Really, though, 3.X has two additional string types that support
most
str
string operations:
bytes
—a sequence of
short integers for representing 8-bit binary data, and
bytearray
—a mutable
variant of bytes. You generally know you are dealing with
bytes
if strings display or are coded with a
leading “b” character before the opening quote (e.g.,
b'abc'
,
b'\xc4\xe8'
). As we’ll see in
Chapter 4
, files in 3.X follow a similar
dichotomy, using
str
in text mode
(which also handles Unicode encodings and line-end conversions) and
bytes
in binary mode (which transfers
bytes to and from files unchanged). And in
Chapter 5
, we’ll see the same distinction for
tools like sockets, which deal in byte strings today.
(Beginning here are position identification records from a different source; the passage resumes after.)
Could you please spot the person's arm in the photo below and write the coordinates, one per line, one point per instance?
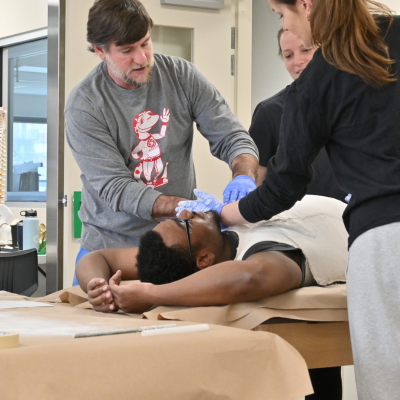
(260, 276)
(261, 172)
(214, 119)
(305, 129)
(95, 269)
(264, 130)
(104, 167)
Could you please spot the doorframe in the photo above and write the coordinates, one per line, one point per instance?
(55, 146)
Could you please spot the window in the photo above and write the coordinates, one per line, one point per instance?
(25, 96)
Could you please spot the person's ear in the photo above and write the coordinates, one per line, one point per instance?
(307, 4)
(99, 51)
(204, 259)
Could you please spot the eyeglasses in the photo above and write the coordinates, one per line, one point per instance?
(186, 222)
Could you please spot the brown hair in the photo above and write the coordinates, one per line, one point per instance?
(117, 21)
(350, 40)
(278, 36)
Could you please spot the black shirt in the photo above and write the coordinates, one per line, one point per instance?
(360, 128)
(264, 130)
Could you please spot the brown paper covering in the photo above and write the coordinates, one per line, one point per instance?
(223, 363)
(314, 303)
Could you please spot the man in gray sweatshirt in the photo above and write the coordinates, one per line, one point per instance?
(129, 124)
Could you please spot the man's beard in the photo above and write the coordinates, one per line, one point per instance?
(124, 76)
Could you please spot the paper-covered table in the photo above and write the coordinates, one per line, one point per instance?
(223, 362)
(313, 319)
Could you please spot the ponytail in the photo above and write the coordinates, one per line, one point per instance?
(350, 39)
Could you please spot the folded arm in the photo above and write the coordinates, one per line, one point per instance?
(260, 276)
(95, 269)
Unicode text is used in Internationalized applications, and many
of Python’s binary-oriented tools deal in byte strings today. This
includes some file tools we’ll meet along the way, such as the
open
call, and the
os.listdir
and
os.walk
tools we’ll study in upcoming
chapters. As we’ll see, even simple directory tools sometimes have to be
aware of Unicode in file content and names. Moreover, tools such as
object pickling and binary data parsing are byte-oriented today.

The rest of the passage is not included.